Смеркалось. Наступил час, когда свет зажигать еще рано, а первые признаки надвигающегося вечера сообщают сидящим за столом некоторое уже утомление. Свадьба чем-то похожа на спектакль. Если утреннюю поездку в церковь и сцену венчания счесть первым актом, то можно сказать, что теперь только что окончилось второе действие. Третье начнется, когда щелкнут выключателем. Каждый уже придумывал про себя, какую программу он покажет при свете ламп.

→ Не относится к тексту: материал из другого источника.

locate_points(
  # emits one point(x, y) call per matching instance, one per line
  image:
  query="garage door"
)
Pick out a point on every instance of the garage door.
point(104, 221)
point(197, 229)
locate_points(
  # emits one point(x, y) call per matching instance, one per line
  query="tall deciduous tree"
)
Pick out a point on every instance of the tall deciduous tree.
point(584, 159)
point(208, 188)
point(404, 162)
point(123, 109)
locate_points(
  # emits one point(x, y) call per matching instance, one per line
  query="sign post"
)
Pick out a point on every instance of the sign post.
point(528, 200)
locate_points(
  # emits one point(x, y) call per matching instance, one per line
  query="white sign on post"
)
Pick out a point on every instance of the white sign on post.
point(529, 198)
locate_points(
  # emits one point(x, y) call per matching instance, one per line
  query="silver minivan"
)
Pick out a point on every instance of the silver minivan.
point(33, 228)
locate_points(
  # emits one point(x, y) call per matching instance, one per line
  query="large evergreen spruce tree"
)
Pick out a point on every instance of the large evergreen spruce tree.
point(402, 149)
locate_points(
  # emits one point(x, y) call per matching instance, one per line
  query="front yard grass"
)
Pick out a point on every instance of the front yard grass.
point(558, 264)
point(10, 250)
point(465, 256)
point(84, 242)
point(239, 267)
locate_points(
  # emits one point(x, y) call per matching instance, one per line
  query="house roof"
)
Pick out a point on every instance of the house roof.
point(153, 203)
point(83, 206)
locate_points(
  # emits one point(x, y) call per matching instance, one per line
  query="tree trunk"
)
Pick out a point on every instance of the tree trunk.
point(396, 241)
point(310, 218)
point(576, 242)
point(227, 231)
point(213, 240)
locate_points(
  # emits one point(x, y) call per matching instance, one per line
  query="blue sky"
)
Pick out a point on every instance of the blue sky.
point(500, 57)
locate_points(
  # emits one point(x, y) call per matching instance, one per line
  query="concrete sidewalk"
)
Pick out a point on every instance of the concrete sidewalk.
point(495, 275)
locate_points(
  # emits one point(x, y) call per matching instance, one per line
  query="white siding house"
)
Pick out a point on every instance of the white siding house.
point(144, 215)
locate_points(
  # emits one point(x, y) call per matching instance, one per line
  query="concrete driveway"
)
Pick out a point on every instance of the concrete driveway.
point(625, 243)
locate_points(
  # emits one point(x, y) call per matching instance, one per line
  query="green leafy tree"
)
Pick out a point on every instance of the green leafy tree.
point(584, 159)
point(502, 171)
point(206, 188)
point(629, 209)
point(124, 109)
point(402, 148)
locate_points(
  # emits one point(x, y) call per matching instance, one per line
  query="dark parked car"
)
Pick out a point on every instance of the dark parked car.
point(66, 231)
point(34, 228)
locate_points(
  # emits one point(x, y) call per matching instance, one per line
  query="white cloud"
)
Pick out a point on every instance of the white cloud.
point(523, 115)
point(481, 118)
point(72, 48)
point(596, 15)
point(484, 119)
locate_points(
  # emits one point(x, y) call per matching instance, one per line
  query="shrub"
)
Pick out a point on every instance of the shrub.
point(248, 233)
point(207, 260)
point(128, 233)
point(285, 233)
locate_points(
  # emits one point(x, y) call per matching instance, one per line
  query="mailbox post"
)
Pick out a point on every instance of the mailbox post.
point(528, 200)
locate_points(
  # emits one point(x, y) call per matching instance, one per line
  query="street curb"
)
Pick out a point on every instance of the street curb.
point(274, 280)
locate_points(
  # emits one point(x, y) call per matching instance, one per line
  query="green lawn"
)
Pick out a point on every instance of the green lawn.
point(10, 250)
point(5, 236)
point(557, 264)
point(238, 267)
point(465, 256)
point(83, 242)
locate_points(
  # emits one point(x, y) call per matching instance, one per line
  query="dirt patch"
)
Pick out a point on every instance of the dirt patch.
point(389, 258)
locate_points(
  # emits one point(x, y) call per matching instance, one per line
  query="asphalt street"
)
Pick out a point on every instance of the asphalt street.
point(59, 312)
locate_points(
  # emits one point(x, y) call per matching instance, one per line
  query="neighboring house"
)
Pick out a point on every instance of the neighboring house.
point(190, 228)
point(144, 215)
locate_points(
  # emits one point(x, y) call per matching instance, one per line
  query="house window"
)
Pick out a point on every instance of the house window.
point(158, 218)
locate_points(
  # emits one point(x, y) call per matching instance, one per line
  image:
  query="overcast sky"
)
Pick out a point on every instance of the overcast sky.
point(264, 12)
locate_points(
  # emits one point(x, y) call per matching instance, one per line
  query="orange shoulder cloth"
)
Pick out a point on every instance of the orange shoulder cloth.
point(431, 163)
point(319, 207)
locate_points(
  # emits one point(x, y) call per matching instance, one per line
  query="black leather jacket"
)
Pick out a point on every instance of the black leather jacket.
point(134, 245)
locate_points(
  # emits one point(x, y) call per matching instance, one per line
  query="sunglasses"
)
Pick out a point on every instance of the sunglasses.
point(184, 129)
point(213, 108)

Один Феликс не понял значения этого естественного антракта. Именно сейчас решил он произнести речь, с которой все медлил выступить. Он встал, и сначала было неясно, чего он, собственно, хочет. Хеленка даже отодвинулась со своим стулом, полагая, что Феликсу, с его переобремененным желудком, необходимо удалиться. Но он слабо махнул рукой и заговорил сдавленным тенорком, в академической, выспренней манере. Он бормотал что-то о супружестве как о понятии юридическом, о семье, краеугольном камне общества. Тут Кунцу пришла идея, что хотя бы одну торжественную речь должен послушать и старый Паржик, который предавался в кухне у Анны грубым радостям, обгладывая кости и осушая недопитые бутылки. Кати привела его, и Паржик скромно остановился у двери. Все время, пока Феликс, запинаясь, бормотал что-то, отыскивая на скатерти разрозненные слова и водя пальцем по незримой и путаной карте своей речи, лояльный сапожник довольствовался усердными кивками; но едва плешивый юнец кончил, Паржик дал выход своему восторгу. Он аплодировал, раскрыв беззубый рот, и моргал своими наивными глазками.

Паржику поднесли бокал, а он раскланивался, как резиновый, на все стороны, и полы пиджака его мотались, и он вытирал слезы красным носовым платком, и пожимал руки — и так добрался до нас с Соней; тут он сунул руку в глубокий задний карман своих брюк, стянутых ремнем, и вытащил чайную розу, выведенную им лично. То был первый распустившийся в этом году цветок, бесплодный и немножко помятый. Паржик дунул на розу, чтобы расправить лепестки, и подал новобрачной.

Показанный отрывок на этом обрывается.